“Look here, Carmichael,” said Gordon, “this is where you come in. Get out your stethoscope and go down on all-fours and find clues for us.”
“I am afraid that a person entering a room and taking a book away does not commonly leave very much mark on the surroundings. Let’s take a look round, by all means—it’s Sunday, after all, and the housemaid won’t have been dusting. Maids, you will notice, always polish the grates on Sunday but do not dust the rooms; why, I cannot say. Whereabouts did you put the book, Reeves?”

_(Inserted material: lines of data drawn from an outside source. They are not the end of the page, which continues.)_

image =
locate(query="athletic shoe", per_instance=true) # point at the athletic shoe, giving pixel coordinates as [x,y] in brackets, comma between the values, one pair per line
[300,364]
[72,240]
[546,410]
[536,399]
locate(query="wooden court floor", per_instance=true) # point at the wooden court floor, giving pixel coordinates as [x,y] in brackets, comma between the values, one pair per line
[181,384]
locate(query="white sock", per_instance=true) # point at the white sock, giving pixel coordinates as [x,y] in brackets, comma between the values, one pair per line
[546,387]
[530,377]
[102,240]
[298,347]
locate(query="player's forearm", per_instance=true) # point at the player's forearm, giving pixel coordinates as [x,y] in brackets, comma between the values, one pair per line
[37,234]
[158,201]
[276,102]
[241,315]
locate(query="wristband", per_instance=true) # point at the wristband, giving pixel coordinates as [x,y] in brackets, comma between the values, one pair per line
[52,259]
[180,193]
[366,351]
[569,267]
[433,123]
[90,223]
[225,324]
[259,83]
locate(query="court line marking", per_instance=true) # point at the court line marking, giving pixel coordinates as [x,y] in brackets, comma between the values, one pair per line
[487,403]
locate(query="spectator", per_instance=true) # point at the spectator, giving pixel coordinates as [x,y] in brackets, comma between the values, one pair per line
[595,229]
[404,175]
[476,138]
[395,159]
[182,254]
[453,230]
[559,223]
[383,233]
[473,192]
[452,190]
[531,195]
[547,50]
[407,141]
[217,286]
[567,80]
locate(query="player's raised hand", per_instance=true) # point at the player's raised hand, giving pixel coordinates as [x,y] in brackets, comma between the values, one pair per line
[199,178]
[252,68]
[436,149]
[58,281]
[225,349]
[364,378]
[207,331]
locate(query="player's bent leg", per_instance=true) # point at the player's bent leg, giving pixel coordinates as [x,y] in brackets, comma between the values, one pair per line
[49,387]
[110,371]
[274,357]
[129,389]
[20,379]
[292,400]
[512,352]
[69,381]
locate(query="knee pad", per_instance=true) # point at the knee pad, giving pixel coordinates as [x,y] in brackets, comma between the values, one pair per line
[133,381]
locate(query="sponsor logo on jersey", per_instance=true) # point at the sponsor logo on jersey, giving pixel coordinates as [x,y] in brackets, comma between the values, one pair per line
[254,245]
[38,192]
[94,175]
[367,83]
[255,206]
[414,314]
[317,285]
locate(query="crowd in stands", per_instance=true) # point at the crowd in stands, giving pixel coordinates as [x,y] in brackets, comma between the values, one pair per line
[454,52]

“On that shelf there, the top but one.”
“It was natural for you to put it there, because it’s within your reach. But you’re tall—I wonder if the other gentleman was shorter? I think a chair would be useful here. . . . Thank you. Yes, he was a good deal shorter. He had to stand on tip-toe to reach the book, and balanced himself, as we all do in such circumstances, by resting the four finger-tips of his left hand on the edge of the shelf beneath. In that way, you see, he could get the forefinger of his right hand on the top of the book. I should say he was a man of about Gordon’s height.”
“Unmasked!” cried Gordon, recoiling dramatically. “Send for the Black Maria; I’ll go quiet.”
“I was about to observe, my dear Gordon, that I attach no suspicion to you, because you have unusually long arms for your height. But this man, on the usual calculations, would be about your height, or a little smaller. Now, I wonder if he poked about in the other shelves at all? Most people, when they are looking for a book, take out one or two of the other books in mere inadvertent curiosity. Extraordinary the fascination that books have. I am told that Whitewell, at Oxford, loses twenty pounds’ worth of books a year by theft, as the result of letting people prowl round his shop at their pleasure. Ah! Reeves, your room is an excellent subject for the detective.”
“Why mine, particularly?”
“Because you are a man of such tidy habits.”
“Tidy!” protested Gordon. “Look at those letters on the table.”
“Pernickety would perhaps have been the just word. You are the sort of man who cannot leave a thing lying on the floor, he must pick it up. Consequently, you are the kind of man who always keeps his books on a dead level: some people do, some don’t. Now, if this Shakespeare had been protruding like that yesterday, you would have noticed it and pushed it in.”